Private Parts of the Cassoni
Epic poetry on the outside, sexy nude on the inside! Helping to make babies (ahem, boy babies) in Renaissance Florence. Plus an erotic link between Venus and Cupid (!).
Happy early Spring! Today is the third of four planned in my mini-series, so I’m here to warm you again with the fiery flames of love in Renaissance Florence. I can’t leave the subject of cassoni without giving you a look at the paintings hidden under the lid. Bring your fans for this potentially steamy subject, and wear your most clutchable pearls! I jest—what you should actually bring is your imagination. Keep reading to see how these paintings would have been seen in the time and place of their creation, and I’ll end with a closer look at one of the most charming, funny examples.

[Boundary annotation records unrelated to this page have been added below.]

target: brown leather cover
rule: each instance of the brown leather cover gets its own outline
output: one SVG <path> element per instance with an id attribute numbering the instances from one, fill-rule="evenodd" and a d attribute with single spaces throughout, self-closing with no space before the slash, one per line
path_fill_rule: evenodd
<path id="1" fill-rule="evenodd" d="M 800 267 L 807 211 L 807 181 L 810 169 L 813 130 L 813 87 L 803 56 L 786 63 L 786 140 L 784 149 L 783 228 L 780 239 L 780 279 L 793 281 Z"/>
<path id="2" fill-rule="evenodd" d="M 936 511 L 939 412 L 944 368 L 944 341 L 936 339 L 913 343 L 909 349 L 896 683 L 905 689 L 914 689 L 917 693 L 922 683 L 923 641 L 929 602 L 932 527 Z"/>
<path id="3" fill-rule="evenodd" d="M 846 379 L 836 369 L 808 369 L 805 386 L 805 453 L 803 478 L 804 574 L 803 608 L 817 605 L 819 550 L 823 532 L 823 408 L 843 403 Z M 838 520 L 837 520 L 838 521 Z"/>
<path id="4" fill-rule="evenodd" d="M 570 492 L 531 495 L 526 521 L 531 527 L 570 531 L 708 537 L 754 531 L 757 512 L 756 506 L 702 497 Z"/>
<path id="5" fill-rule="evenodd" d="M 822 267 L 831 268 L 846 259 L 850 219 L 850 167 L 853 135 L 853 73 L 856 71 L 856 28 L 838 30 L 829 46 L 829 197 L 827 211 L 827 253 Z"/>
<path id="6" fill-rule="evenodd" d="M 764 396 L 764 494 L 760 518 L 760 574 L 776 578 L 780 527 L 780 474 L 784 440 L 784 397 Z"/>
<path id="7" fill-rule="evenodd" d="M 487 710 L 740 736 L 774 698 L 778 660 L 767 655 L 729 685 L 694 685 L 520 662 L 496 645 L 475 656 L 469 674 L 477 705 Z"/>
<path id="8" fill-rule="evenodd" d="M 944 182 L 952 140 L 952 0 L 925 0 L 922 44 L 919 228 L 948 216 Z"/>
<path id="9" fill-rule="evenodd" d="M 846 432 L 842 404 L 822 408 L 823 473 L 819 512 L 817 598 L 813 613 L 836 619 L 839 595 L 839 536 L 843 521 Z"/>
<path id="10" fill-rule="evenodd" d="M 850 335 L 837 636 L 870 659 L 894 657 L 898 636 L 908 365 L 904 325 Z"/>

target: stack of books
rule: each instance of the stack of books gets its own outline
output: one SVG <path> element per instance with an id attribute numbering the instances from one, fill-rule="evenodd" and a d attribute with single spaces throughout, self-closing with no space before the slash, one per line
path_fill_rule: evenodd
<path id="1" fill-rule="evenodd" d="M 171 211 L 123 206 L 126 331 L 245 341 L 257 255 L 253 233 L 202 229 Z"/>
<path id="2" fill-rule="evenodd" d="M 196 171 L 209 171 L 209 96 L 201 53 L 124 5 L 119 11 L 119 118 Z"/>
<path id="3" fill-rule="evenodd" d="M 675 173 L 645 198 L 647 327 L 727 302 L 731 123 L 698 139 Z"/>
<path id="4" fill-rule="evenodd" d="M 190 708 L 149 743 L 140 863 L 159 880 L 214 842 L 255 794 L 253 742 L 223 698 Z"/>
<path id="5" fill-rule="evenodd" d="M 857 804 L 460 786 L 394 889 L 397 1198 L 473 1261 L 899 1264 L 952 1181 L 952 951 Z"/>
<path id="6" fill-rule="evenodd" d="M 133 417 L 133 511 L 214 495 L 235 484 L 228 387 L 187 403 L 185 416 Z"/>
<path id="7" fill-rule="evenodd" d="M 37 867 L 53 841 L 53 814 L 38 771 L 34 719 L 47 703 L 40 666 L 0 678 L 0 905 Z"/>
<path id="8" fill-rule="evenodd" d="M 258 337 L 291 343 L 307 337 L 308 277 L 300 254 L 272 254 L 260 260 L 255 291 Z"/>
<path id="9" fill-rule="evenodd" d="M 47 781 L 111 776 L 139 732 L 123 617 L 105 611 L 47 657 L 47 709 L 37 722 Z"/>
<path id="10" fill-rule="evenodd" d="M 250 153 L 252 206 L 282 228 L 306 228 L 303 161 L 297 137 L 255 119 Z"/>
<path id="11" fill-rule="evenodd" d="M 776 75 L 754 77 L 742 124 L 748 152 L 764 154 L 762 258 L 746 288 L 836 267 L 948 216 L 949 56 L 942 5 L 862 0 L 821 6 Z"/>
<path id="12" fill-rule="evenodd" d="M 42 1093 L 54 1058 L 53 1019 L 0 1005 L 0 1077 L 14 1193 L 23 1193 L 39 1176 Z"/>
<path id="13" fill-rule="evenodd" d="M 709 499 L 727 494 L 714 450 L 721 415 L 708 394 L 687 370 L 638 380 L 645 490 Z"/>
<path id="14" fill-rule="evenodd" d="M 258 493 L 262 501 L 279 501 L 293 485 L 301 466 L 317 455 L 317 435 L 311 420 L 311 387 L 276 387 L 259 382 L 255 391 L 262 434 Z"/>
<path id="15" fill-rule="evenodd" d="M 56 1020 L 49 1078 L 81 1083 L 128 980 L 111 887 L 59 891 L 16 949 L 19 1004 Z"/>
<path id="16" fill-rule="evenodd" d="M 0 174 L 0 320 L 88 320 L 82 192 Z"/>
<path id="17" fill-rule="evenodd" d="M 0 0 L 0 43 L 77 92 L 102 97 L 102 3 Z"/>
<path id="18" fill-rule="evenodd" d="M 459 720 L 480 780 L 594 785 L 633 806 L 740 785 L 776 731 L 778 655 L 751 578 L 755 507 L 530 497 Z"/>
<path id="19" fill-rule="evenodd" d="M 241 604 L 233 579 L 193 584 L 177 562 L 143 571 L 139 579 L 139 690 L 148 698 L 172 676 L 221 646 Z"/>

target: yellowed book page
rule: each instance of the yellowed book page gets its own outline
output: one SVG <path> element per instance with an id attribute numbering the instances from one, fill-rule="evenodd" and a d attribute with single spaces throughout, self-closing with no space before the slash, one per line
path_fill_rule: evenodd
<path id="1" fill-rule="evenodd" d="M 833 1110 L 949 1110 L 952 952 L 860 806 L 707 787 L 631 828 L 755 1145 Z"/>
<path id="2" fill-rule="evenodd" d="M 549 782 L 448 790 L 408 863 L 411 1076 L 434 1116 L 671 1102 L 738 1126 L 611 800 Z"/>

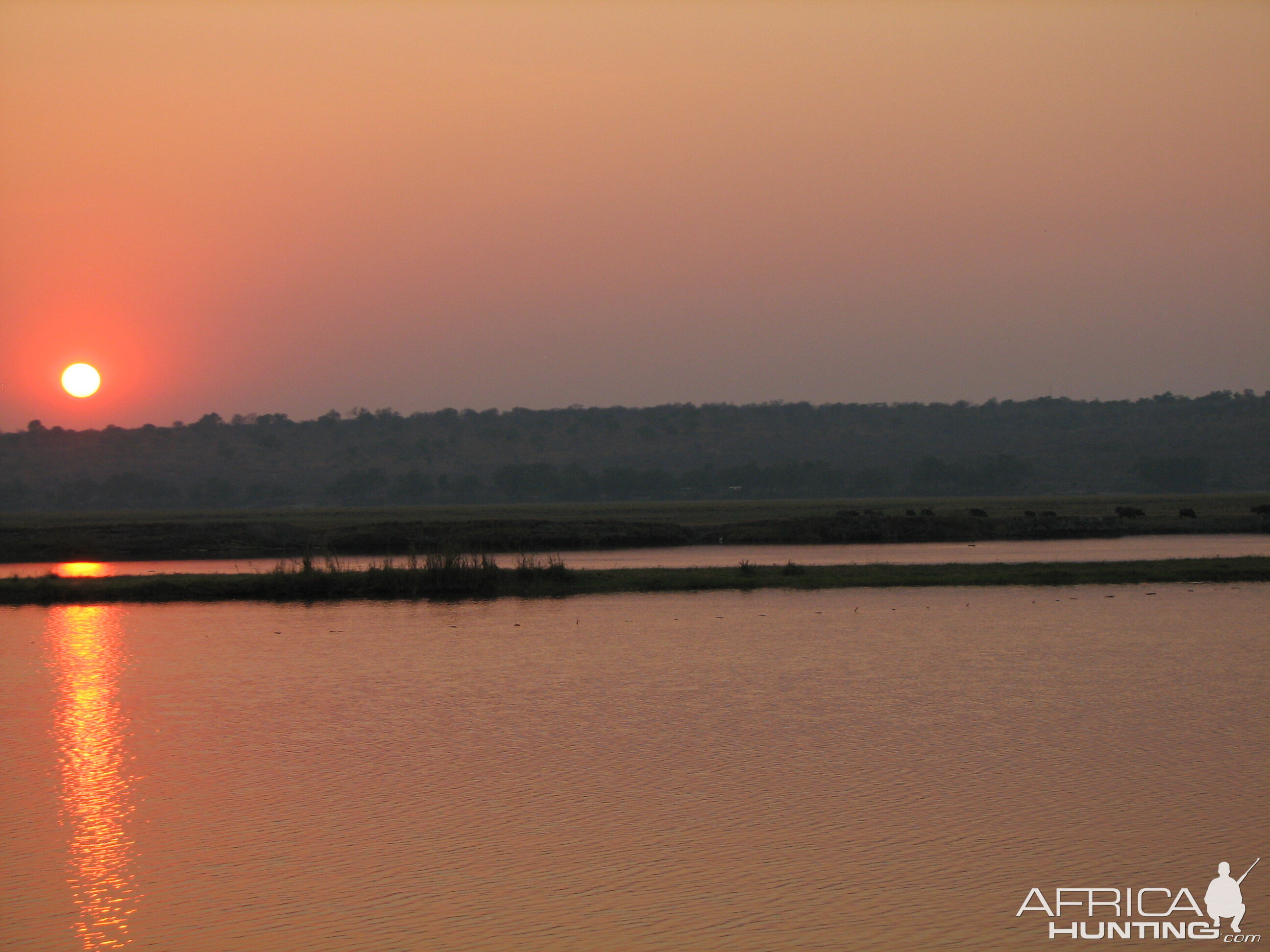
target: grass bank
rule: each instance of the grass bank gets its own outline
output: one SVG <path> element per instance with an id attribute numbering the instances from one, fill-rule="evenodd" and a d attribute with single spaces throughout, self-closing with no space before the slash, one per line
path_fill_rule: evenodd
<path id="1" fill-rule="evenodd" d="M 1270 557 L 1167 559 L 1137 562 L 989 565 L 819 565 L 711 569 L 570 570 L 525 560 L 499 569 L 480 556 L 433 556 L 364 571 L 301 562 L 255 575 L 118 575 L 97 579 L 0 579 L 0 604 L 325 599 L 564 597 L 613 592 L 826 589 L 928 585 L 1129 585 L 1270 581 Z"/>
<path id="2" fill-rule="evenodd" d="M 1252 512 L 1267 505 L 1261 493 L 24 513 L 0 517 L 0 562 L 1270 532 L 1270 513 Z"/>

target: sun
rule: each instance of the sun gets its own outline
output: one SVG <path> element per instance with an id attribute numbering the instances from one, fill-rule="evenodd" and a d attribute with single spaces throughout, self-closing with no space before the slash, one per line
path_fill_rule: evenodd
<path id="1" fill-rule="evenodd" d="M 62 371 L 62 387 L 71 396 L 93 396 L 102 386 L 102 374 L 86 363 L 72 363 Z"/>

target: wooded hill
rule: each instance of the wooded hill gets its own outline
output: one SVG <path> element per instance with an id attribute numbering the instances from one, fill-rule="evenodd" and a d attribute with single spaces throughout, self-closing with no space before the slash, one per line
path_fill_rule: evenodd
<path id="1" fill-rule="evenodd" d="M 1199 493 L 1270 486 L 1270 392 L 331 411 L 0 434 L 0 509 Z"/>

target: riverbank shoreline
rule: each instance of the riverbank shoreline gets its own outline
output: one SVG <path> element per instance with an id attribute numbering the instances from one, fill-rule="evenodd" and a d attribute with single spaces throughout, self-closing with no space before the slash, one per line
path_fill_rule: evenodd
<path id="1" fill-rule="evenodd" d="M 942 565 L 748 565 L 705 569 L 568 569 L 489 560 L 347 571 L 297 566 L 240 575 L 114 575 L 0 579 L 0 604 L 103 602 L 324 602 L 345 599 L 561 598 L 618 592 L 987 585 L 1135 585 L 1270 581 L 1270 556 L 1128 562 Z"/>
<path id="2" fill-rule="evenodd" d="M 0 518 L 0 562 L 1270 534 L 1270 512 L 1253 512 L 1266 506 L 1240 494 L 27 514 Z"/>

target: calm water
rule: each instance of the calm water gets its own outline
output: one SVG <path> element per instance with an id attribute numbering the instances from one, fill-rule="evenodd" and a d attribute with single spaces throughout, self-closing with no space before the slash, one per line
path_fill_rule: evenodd
<path id="1" fill-rule="evenodd" d="M 847 565 L 851 562 L 1093 562 L 1132 559 L 1204 559 L 1208 556 L 1270 555 L 1270 536 L 1129 536 L 1125 538 L 1048 539 L 1043 542 L 897 542 L 855 546 L 677 546 L 620 548 L 603 552 L 561 552 L 574 569 L 667 569 L 737 565 Z M 519 556 L 497 556 L 513 566 Z M 351 567 L 382 562 L 368 556 L 342 559 Z M 269 571 L 276 559 L 204 559 L 128 562 L 14 562 L 0 565 L 0 575 L 154 575 L 159 572 Z"/>
<path id="2" fill-rule="evenodd" d="M 3 609 L 0 947 L 1048 948 L 1033 886 L 1270 856 L 1267 619 L 1270 585 Z"/>

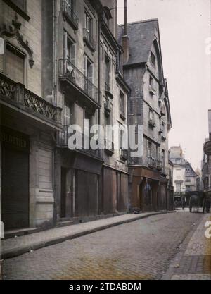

As you remember from my post dated February 28, cassoni are painted chests from early 15th century Florence, commissioned on the occasion of a grand wedding and carried through the streets during the wedding procession. The stories pictured on the outside were meant to commemorate the joining of aristocratic families, celebrate love within marriage, and inspire moral excellence. The painted panels on the front often illustrated poetic works such as the Triumph of Love by Petrarch or events from classical mythology. The wedding chest would then be placed in the matrimonial bedchamber to hold linens, fabrics, and other household materials. There, in the more intimate space of the bedroom, the cassone would be opened to reveal, painted on the inside of the lid: a full-length reclining nude! Ooo la la!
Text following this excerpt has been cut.